His intervention could potentially put a break on government expansion plans. Air pollution around Heathrow already exceeds limits set by the commission and Britain is expected to seek a temporary abrogation from an air pollution directive agreed in June, but only on the basis that it will be able to meet the pollution requirements by 2015, the deadline set by the commission.

Britain will have to satisfy the commission that Heathrow's expansion will not undermine Britain's ability to meet its commitments by 2015. Much of the pollution around Heathrow is caused by heavy traffic on the nearby motorway, and critics of the expansion claim it defies logic to suggest that the airport will be able to meet the commission requirements by 2015, since a third runway is planned that would increase air traffic, passenger numbers and vehicle journeys to the airport.

In an interview in the Sunday Times, Benn does not disagree with the government's consultation process, or directly say it is unrealistic to expect Britain to meet the commission's pollution requirements by 2015 if expansion is agreed. But he underlines the implications of ignoring the commission's directive, saying: "You are then in trouble with the commission, you get infraction proceedings and then off you go - which is not something we can contemplate." Benn's advisers confirmed the accuracy of the quotations, which were made in an interview primarily designed to discuss food policy. His department is responsible for noise and air quality, two of the three key issues the government has said it will take into account before giving the third runway the go-ahead.

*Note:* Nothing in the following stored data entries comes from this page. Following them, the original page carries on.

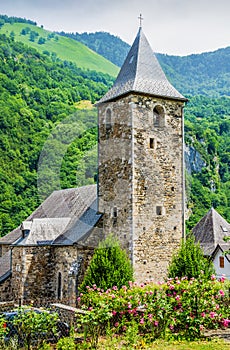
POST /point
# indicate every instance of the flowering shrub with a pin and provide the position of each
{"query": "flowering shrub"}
(179, 308)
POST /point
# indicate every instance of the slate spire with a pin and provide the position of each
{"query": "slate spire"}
(141, 72)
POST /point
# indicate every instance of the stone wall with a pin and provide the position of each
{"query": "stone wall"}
(6, 293)
(141, 179)
(44, 274)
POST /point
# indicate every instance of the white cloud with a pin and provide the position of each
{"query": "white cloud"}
(172, 26)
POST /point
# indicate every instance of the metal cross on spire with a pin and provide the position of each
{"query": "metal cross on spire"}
(141, 19)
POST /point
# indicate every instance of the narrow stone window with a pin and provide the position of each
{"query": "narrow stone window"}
(158, 116)
(115, 212)
(108, 123)
(221, 260)
(59, 286)
(151, 143)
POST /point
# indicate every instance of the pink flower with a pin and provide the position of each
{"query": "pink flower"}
(142, 321)
(225, 322)
(222, 279)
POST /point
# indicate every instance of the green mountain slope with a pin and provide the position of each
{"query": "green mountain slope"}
(106, 44)
(202, 74)
(58, 47)
(37, 95)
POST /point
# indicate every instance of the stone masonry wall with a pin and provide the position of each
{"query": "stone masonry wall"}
(115, 171)
(35, 273)
(158, 185)
(141, 179)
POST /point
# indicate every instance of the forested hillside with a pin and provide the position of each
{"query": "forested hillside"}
(107, 45)
(55, 46)
(203, 74)
(39, 101)
(205, 80)
(35, 95)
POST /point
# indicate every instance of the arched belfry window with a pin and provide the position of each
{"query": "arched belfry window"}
(158, 116)
(108, 122)
(59, 286)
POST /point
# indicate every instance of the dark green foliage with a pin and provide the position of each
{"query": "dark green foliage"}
(201, 74)
(207, 131)
(35, 95)
(189, 261)
(110, 266)
(41, 40)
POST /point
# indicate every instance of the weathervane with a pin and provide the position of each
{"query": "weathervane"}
(141, 19)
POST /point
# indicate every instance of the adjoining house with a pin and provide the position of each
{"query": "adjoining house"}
(45, 258)
(210, 232)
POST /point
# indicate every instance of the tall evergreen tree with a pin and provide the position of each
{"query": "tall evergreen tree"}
(110, 266)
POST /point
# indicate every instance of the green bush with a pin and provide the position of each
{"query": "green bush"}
(110, 266)
(177, 309)
(189, 261)
(66, 344)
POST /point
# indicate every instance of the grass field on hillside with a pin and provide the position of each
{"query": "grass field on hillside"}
(65, 48)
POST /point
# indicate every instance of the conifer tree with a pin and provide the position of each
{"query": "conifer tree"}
(110, 266)
(189, 261)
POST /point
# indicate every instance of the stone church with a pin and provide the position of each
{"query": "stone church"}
(139, 195)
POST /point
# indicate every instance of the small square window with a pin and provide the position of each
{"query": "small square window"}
(159, 210)
(151, 143)
(221, 260)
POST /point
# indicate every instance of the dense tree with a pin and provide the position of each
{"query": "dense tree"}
(110, 266)
(189, 261)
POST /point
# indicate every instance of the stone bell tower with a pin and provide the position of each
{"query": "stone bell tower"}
(140, 175)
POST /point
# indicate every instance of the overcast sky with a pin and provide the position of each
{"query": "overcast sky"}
(179, 27)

The third environmental consideration is the impact on road traffic. Earlier this month, the transport secretary, Geoff Hoon, announced a delay until January on whether to give the scheme the go-ahead, partly as a result of cabinet divisions. Advocates of Heathrow expansion claim a new generation of aircraft will be less polluting and less noisy than their predecessors. But opposition politicians claim on the basis of freedom of information requests that BAA, the airport operator, tried to fix the figures on pollution projections.

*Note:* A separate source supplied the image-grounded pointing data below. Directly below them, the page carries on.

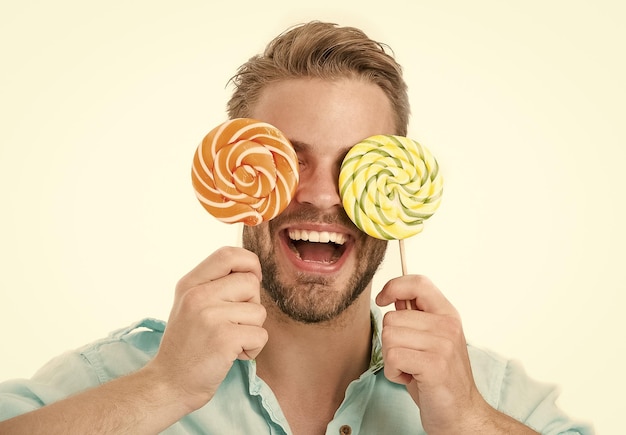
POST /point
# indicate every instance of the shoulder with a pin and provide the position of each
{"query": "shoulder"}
(124, 350)
(121, 352)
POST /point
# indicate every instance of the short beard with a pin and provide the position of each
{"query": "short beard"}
(312, 299)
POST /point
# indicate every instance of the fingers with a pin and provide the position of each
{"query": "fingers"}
(420, 291)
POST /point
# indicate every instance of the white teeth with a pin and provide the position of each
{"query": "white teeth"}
(317, 236)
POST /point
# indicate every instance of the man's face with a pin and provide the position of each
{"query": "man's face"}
(315, 261)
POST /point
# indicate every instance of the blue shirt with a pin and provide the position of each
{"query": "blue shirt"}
(244, 404)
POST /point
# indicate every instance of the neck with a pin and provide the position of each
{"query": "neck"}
(317, 358)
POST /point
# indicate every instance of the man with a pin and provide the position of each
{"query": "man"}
(280, 336)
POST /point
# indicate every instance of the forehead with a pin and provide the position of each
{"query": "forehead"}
(329, 116)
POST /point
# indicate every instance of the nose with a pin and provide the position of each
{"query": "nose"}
(319, 186)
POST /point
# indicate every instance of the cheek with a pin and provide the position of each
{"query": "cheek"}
(255, 238)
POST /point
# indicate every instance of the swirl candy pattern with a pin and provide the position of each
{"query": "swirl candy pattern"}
(389, 185)
(245, 170)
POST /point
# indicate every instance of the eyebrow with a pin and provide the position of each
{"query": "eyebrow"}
(303, 147)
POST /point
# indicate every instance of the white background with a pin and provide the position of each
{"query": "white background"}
(102, 106)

In a Commons debate last month Hoon told MPs: "The problems are mainly to do with existing pollution from traffic in Greater London, including around Heathrow, and traffic in other major cities across the country. They are not to do with decisions about future capacity at Heathrow. "Reports that we are seeking to abrogate from our responsibilities in this area solely in order to promote expansion at Heathrow are completely and utterly wrong."